Andrew Singer, Bode Technology’s senior product manager

The sample is then moved into the evidence room, where it is stored while not being tested. As it passes through the doorway into the evidence room, it passes through a portal built by Jamison Door and containing an Impinj RFID reader. The ID number is transmitted to the LIMS on Bode’s back-end server via a cabled connection, indicating it has arrived at the evidence room. LIMS can then determine the direction in which the tag is moving, based on its location and the data related to its last read. All information is automatically exchanged between the Bode-RFID software and the LIMS, Nagy says.

In addition, each employee wears an RFID-enabled badge, the ID number of which is also read, thereby indicating which employee brought a particular item into or out of the evidence room.

When an item is checked out by a DNA analyst, it again passes through the evidence room’s portal and is then taken to the laboratory, where a desktop or handheld reader is used by the staff each time the evidence changes hands. If there are multiple bags of evidence connected with a specific case number, information about the additional evidence related to a specific item is also stored in the LIMS. All of these pieces of evidence are tied together in both the RFID software and the LIMS.

If a DNA analyst goes home for the day before finishing with a particular piece of evidence, he or she can take it to the temporary evidence room within the laboratory, where another RFID reader portal captures the ID numbers of the specimen’s tag and the employee’s badge, indicating when it was moved into the storage area, and by whom. This security measure, Nagy explained, is intended to track which individuals had the evidence when it came and went, as well as track which personnel had access to specimens stored in the room while it was there. The sample can then be removed again the next morning for further testing.
If Bode’s staff require a specific piece of evidence, they can utilize the Motorola handheld reader that they carry into an evidence room or through the lab, and receive an audible alert when it comes within range of the ID number being sought, with the alerts getting louder and more frequent as the reader approaches the tag in question.

Prior to using the RFID system, Bode Technology’s staff would manually input data in order to create a record of each item’s arrival.
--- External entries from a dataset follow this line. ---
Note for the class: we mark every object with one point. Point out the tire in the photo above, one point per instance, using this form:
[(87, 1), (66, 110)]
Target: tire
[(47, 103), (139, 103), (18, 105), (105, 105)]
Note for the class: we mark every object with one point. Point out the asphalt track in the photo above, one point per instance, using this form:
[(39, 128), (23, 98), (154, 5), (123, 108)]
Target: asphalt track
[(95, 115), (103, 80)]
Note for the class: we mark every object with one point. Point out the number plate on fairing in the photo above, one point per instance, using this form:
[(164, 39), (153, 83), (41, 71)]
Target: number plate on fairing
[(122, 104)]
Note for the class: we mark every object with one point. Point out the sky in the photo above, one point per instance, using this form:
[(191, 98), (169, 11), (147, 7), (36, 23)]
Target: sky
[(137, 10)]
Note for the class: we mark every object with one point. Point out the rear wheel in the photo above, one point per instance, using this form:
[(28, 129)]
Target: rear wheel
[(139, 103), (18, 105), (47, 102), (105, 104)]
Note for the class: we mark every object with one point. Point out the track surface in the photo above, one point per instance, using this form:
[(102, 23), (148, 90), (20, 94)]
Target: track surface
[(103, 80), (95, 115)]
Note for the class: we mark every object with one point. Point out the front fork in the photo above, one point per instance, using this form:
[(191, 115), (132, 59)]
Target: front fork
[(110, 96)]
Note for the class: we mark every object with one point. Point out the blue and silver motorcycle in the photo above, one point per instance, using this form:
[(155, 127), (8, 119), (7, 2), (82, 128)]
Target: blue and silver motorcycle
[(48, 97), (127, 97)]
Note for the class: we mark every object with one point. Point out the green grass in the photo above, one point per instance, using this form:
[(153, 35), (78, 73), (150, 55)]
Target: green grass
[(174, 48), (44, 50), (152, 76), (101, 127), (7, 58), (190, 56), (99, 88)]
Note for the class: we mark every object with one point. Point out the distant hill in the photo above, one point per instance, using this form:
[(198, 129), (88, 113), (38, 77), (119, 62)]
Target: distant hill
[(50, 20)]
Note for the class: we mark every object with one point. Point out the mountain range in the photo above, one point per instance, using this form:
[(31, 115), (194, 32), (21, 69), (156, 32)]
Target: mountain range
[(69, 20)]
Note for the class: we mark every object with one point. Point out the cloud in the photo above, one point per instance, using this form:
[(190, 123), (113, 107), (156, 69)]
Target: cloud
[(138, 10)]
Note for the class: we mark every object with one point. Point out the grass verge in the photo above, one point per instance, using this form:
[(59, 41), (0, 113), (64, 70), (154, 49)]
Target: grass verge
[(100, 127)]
The company maintained a written record of what occurred for such events as a lab worker analyzing the specimen, or an item being placed in the evidence room. Seeking specimens was more time-consuming, Nagy says, since they had to be searched for visually, without the aid of the handheld reader. “RFID will save a few seconds in completing each transfer,” he states, “and records will be more legible, including the records provided to our customers, which will look more professional.”
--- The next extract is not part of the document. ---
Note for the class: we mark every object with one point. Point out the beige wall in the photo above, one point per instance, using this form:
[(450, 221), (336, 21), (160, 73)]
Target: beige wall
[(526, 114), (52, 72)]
Randy Nagy, Bode Technology’s sales and marketing VP

The electronic data stored for each specimen as it moves through Bode Technology’s facility, Nagy says, “will better show who had access to all evidence during the time that it was at Bode. The expectation is that this will help improve the already high level of trust our customers have in Bode, and how we handle their evidence.”

To date, Bode has incorporated the portal system only in its primary evidence room, as well as in the room within its lab used for temporary evidence storage. However, Singer says, other forensics companies or agencies could have the technology incorporated throughout their facilities, to track movement through the buildings and between departments.
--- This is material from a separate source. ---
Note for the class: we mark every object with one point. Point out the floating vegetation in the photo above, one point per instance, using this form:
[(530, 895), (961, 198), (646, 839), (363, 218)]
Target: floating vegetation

Eventually, Nagy says, as the time-savings and improved accuracy are proven, Bode Technology hopes to begin tagging all evidence upon arrival, and then track each specimen as it moves through the evidence rooms and laboratory.

Although there are currently no agencies using this system, Nagy notes, Bode Technology is in discussions with many agencies about the prospect of doing so. This fall, as funding is granted to many agencies from the federal government to increase efficiency, Nagy hopes Bode will begin installing the solution with some of the company’s customers. The system is commercially available now, he says, and can be used to track not only evidence, but also case files related to that evidence.